With that Prescott stepped resolutely around the cadet in his path, and went forward at a stiff stride.
Haynes remained for some moments where he was, gazing after Dick with a curious, leering look.
"Prescott is a coward—-that's what he is!" muttered the turnback. "If he weren't, I said enough to him just now to cause him to leap at my throat. Humph! Anyone can beat a coward, and without credit. Prescott, your days at the Military Academy are numbered! You, an Army officer? Humph!"
Though it would be hard to understand why, Haynes felt much better after that brief interview. Perhaps it was because, all along, he had feared Cadet Prescott. Now the turnback no longer feared his enemy in the corps.
How would the feud end? How could it end?
If Dick gave no further outward attention to Haynes, he was nevertheless bothered about the fellow.
"Haynes isn't fit to go through and become an officer; to be set up over other men," Prescott told himself often.
This slighting opinion was not on account of the personal dislike that Prescott felt for the turnback. There were other cadets at West Point whom Dick did not exactly like, yet he respected the others, for they themselves respected the traditions of honor and justice that are a part of West Point.
With Haynes the trouble was that he was certain, sooner or later, to prove a discredit to the best traditions of the Army. Such a fellow was likely to prove a bully over enlisted men. Now, the enlisted men of the Regular Army do not resent having a strict officer set above them, but the officer must be a man whom they can respect. Such an officer, who commands the respect and admiration of the enlisted men under him, can lead them into the most dangerous places. They will follow as a matter of course; but an unworthy officer, one whom the enlisted men know to be unfit to command them, will demoralize a company, a troop, a battery or a regiment if he be given power enough.
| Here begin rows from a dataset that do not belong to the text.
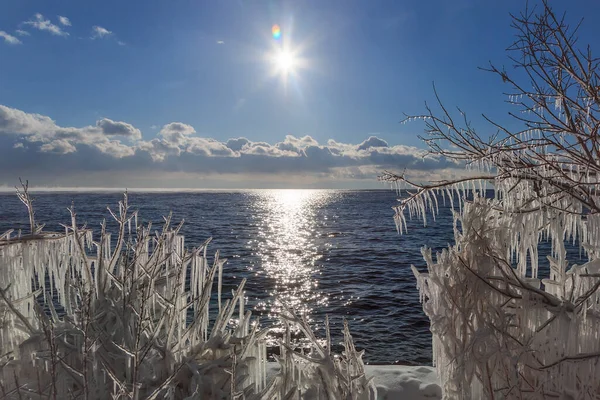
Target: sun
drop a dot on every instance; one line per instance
(284, 61)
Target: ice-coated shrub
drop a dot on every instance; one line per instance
(92, 316)
(505, 324)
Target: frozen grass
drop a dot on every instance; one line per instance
(89, 316)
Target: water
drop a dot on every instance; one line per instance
(321, 251)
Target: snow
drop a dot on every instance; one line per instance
(395, 381)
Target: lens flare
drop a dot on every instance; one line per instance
(276, 31)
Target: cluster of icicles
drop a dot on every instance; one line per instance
(132, 318)
(500, 330)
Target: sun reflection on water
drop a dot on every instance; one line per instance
(289, 249)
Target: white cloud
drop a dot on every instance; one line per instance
(9, 38)
(42, 24)
(99, 32)
(57, 139)
(59, 146)
(64, 20)
(112, 128)
(118, 146)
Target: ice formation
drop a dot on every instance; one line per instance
(505, 325)
(127, 317)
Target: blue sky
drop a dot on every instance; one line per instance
(119, 75)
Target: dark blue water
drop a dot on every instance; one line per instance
(323, 252)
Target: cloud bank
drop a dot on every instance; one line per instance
(107, 152)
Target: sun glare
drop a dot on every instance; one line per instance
(284, 61)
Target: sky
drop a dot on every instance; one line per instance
(199, 94)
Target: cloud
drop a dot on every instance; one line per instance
(37, 144)
(64, 20)
(59, 146)
(9, 38)
(372, 142)
(37, 128)
(99, 32)
(42, 24)
(112, 128)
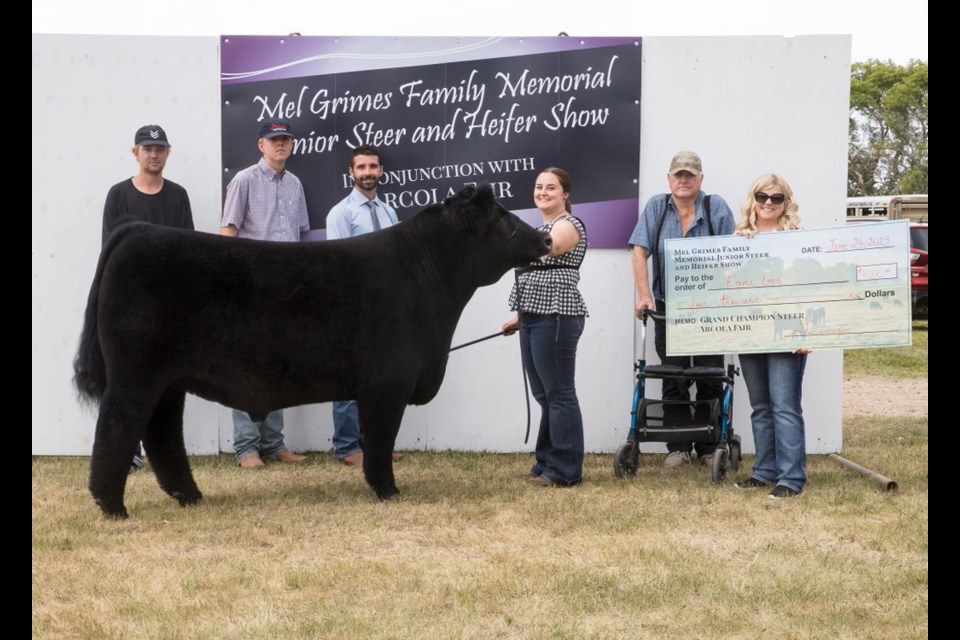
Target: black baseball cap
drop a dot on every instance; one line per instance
(275, 128)
(151, 134)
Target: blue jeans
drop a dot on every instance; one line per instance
(346, 429)
(680, 389)
(548, 346)
(774, 383)
(262, 438)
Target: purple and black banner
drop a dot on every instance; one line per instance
(445, 112)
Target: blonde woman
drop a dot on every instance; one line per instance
(774, 380)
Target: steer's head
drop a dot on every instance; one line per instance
(498, 240)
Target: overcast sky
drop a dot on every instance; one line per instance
(883, 29)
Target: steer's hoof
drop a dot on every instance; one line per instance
(385, 493)
(187, 499)
(113, 512)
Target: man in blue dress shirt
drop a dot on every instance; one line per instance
(360, 212)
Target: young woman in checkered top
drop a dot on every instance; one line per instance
(550, 317)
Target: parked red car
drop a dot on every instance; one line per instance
(918, 268)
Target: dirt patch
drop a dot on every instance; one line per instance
(881, 396)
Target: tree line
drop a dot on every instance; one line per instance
(888, 128)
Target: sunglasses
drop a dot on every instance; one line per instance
(776, 198)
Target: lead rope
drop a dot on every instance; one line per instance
(523, 367)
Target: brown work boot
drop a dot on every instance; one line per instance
(353, 460)
(252, 461)
(288, 456)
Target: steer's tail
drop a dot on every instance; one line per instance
(89, 369)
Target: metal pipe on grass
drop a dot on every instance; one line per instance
(883, 481)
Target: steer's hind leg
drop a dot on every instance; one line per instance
(120, 427)
(380, 422)
(166, 451)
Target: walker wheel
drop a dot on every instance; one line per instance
(720, 464)
(622, 462)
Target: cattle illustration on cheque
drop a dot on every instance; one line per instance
(261, 326)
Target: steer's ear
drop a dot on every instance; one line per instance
(464, 194)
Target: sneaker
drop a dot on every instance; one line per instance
(252, 461)
(751, 483)
(676, 459)
(288, 456)
(782, 491)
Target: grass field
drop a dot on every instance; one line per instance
(471, 552)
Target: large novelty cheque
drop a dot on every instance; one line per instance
(836, 288)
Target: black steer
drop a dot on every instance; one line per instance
(261, 326)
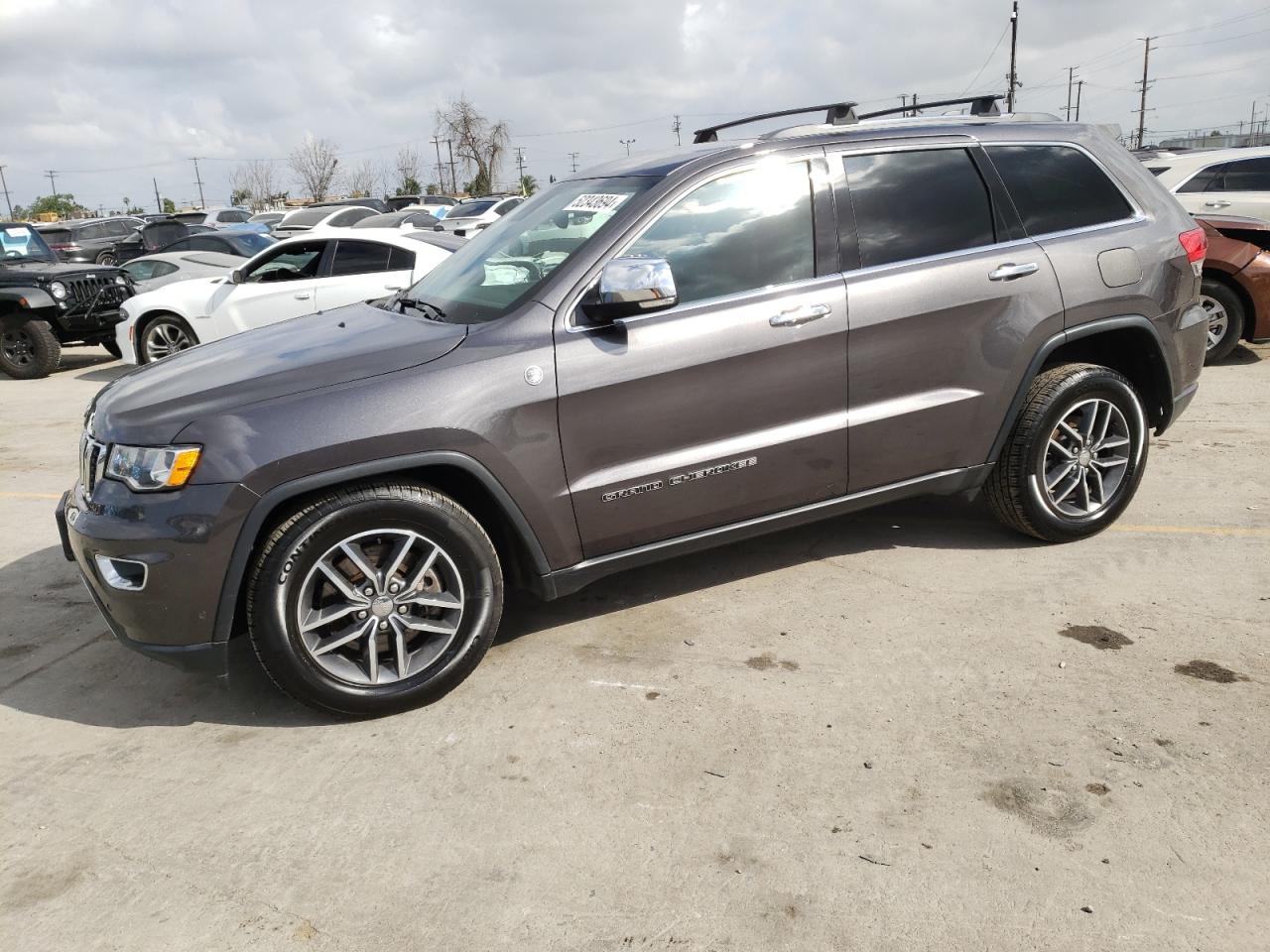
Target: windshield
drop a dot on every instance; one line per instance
(502, 266)
(21, 243)
(470, 209)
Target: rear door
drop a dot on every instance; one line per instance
(730, 404)
(948, 303)
(363, 271)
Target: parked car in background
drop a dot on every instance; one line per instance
(213, 217)
(1219, 180)
(90, 240)
(48, 304)
(295, 277)
(353, 490)
(155, 271)
(320, 216)
(1236, 290)
(471, 214)
(399, 203)
(399, 220)
(270, 218)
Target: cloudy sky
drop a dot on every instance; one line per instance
(111, 94)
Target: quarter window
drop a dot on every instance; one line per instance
(1058, 188)
(359, 258)
(917, 203)
(738, 232)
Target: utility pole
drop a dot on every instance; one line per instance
(1142, 103)
(5, 185)
(1014, 45)
(198, 180)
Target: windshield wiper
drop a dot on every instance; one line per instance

Every cadet and every officer of the Army is concerned with the honor of that Army. If he knows that an unworthy man is obtaining command, it worries the cadet or officer of honor.
Had he been able to offer legal, convincing proof of Haynes's dastardly conduct in pushing him off the train on the return from the Army-Navy game, Prescott would have submitted that proof to the authorities, or else to the members of the second class in class meeting.
"But Haynes would only lie out of it, of course," Dick concluded. "As a cadet, his word would have to be accepted as being as good as mine. So nothing would come of the charges."
A class meeting, unlike a court-martial, might not stand out for legal evidence, if the moral presumption of guilt were strong enough; but Cadet Prescott would not dream of invoking class action unless he had the most convincing proof to offer.
Class action, when it is invoked at West Point, is often more effective than even the work of a court-martial. If the class calls upon a member to resign and return to civil life, he might as well do so without delay. If he does not, he will be "sent to Coventry" by every other cadet in the corps. If he has the nerve to disregard this and graduate, he will go forth into the Army only to meet a like fate at the hands of every officer in the service. He will always be "cut" as long as he attempts to wear the uniform.
"Its a shame to let this fellow Haynes stay in the service," Dick muttered. "And yet my hands are tied. With my lack of evidence I can't drag him before either a legal or an informal court. The only thing I can do is to let matters go on, trusting to the fact that, sooner or later, Haynes will overstep the bounds less cautiously, and that he'll find himself driven out of the uniform."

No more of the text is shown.